Secretary of State Mike Pompeo on Wednesday denounced China and Iran as Washington offered its annual human rights report, while going easier on other countries like North Korea in the name of "US interests."
China, often seen as the main strategic adversary of the United States in the long term and locked in thorny trade talks with Washington, "is in a league of its own when it comes to human rights violations," he said.
"In just 2018, China intensified its campaign of detaining Muslim minority groups at record level," Pompeo told reporters, referring to Beijing's campaign of repression in the restive Xinjiang region.
"Today, more than one million Uighurs, ethnic Kazakhs and other Muslims are interned in re-education camps designed to erase their religious and ethnic identities."
As for Iran, President Donald Trump's favorite bete noire, Pompeo alleged that last year, "the regime killed over 20 people and arrested thousands without due process just for protesting for their rights."
The State Department's annual human rights report, which is presented as a factual, country-by-country description of the situation on the ground, usually does not offer comparisons with past years.
But on Tehran, it says: "The government's human rights record remained extremely poor and worsened in several key areas."
As for North Korea, with which Trump is trying to negotiate a deal on denuclearization, a reference in last year's report to "egregious" rights violations has been replaced with a damning, if somewhat more neutral, assessment.

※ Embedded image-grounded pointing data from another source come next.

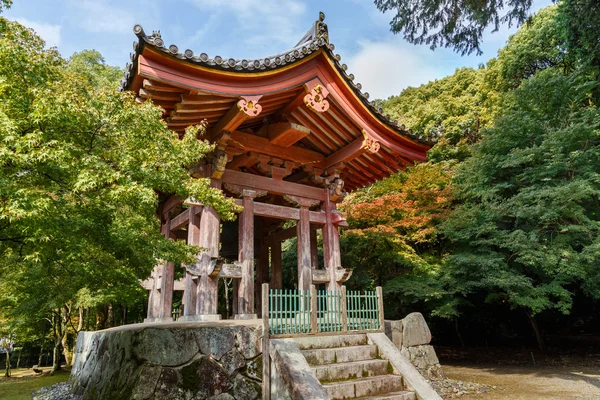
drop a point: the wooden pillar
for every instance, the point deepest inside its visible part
(246, 256)
(154, 297)
(262, 266)
(191, 281)
(167, 281)
(331, 244)
(314, 248)
(276, 268)
(304, 253)
(206, 298)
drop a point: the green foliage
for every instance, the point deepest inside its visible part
(5, 4)
(538, 45)
(450, 23)
(81, 170)
(528, 227)
(453, 110)
(520, 225)
(393, 240)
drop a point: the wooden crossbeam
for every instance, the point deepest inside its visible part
(285, 213)
(160, 87)
(272, 185)
(262, 145)
(286, 133)
(244, 109)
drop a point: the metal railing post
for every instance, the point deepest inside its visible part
(380, 307)
(314, 310)
(265, 350)
(344, 309)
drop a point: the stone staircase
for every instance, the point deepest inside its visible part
(350, 368)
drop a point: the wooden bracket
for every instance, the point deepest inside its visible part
(301, 202)
(315, 98)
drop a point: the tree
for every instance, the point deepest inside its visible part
(450, 23)
(5, 4)
(527, 231)
(82, 167)
(393, 239)
(453, 110)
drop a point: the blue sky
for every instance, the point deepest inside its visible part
(383, 62)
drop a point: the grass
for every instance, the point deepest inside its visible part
(21, 388)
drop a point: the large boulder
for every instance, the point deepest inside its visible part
(199, 360)
(425, 360)
(415, 331)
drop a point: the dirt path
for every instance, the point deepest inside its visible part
(531, 383)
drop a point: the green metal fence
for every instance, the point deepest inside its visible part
(363, 310)
(329, 317)
(310, 311)
(289, 311)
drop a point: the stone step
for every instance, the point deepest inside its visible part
(404, 395)
(364, 387)
(340, 354)
(350, 370)
(327, 342)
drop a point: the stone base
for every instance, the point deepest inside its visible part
(157, 320)
(170, 361)
(245, 316)
(202, 317)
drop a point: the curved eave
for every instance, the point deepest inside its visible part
(386, 130)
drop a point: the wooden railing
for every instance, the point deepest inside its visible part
(293, 312)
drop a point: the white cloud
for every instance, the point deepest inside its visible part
(50, 33)
(386, 68)
(99, 16)
(258, 25)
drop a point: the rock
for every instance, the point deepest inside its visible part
(233, 360)
(254, 368)
(165, 346)
(250, 341)
(215, 342)
(58, 391)
(207, 377)
(174, 361)
(245, 389)
(148, 376)
(425, 360)
(415, 330)
(222, 396)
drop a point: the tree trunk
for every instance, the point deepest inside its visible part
(110, 316)
(56, 358)
(226, 291)
(87, 319)
(536, 329)
(41, 352)
(80, 321)
(66, 350)
(7, 372)
(19, 357)
(99, 320)
(462, 342)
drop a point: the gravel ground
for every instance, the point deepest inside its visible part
(452, 389)
(58, 391)
(531, 383)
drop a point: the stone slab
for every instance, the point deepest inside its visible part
(402, 365)
(415, 331)
(170, 360)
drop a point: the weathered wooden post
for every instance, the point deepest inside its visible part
(167, 280)
(191, 281)
(344, 308)
(314, 310)
(266, 353)
(246, 254)
(380, 307)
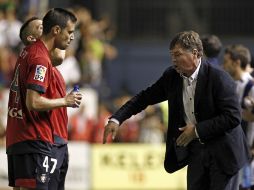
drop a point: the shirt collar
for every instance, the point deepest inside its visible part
(194, 75)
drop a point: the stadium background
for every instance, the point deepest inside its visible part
(142, 32)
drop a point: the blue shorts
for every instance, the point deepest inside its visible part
(29, 171)
(59, 171)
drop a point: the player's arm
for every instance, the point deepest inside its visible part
(57, 56)
(36, 102)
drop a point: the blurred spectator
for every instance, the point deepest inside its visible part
(212, 47)
(7, 64)
(102, 119)
(12, 29)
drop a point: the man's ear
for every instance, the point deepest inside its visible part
(195, 53)
(56, 30)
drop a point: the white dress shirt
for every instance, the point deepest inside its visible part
(189, 87)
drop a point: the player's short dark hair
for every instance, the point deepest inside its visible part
(23, 32)
(57, 16)
(212, 45)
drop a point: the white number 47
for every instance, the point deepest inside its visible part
(46, 164)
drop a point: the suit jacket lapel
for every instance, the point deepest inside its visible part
(201, 84)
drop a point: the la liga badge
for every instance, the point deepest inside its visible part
(40, 73)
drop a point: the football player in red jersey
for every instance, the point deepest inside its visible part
(37, 106)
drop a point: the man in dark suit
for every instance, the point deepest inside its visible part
(204, 129)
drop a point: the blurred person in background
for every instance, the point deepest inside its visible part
(103, 115)
(236, 60)
(34, 102)
(204, 129)
(212, 47)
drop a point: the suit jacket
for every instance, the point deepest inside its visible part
(217, 112)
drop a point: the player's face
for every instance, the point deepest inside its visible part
(36, 27)
(64, 38)
(184, 61)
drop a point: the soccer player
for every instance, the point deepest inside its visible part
(30, 32)
(37, 98)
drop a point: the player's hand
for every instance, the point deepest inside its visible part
(73, 99)
(110, 128)
(187, 135)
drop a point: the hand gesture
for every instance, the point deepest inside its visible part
(110, 128)
(73, 99)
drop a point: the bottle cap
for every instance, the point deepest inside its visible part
(76, 88)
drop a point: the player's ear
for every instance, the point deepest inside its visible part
(56, 29)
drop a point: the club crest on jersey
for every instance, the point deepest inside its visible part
(40, 73)
(43, 178)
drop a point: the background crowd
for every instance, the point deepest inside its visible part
(85, 64)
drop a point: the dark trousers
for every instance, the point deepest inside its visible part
(204, 173)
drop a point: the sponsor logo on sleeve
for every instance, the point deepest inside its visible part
(40, 73)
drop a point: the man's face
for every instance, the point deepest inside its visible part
(64, 38)
(36, 26)
(185, 61)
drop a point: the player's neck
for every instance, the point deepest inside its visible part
(48, 41)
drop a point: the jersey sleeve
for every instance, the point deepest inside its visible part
(38, 76)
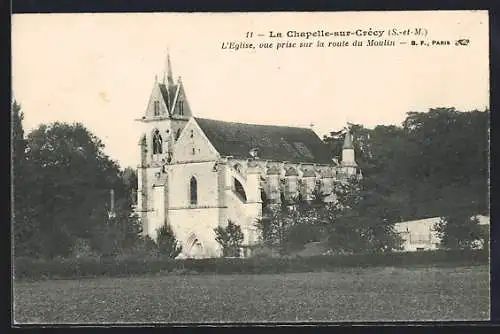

It cites Pyongyang for "unlawful or arbitrary killings by the government; forced disappearances by the government; torture by authorities..."
Trump has repeatedly said he has a good relationship with North Korean leader Kim Jong Un.
Rights experts consider Pyongyang one of the worst offenders in the world, but the Republican president barely speaks about rights violations when he talks about the North these days.
"The policy of this administration is to engage with other governments, regardless of their record, if doing so will further US interests," Pompeo writes in the report's preface.
On Saudi Arabia, while the report mentions the assassination of journalist Jamal Khashoggi, which cast a shadow on US ties with its ally Riyadh, Crown Prince Mohammed bin Salman -- considered by the US Senate to be behind the killing -- is not mentioned by name.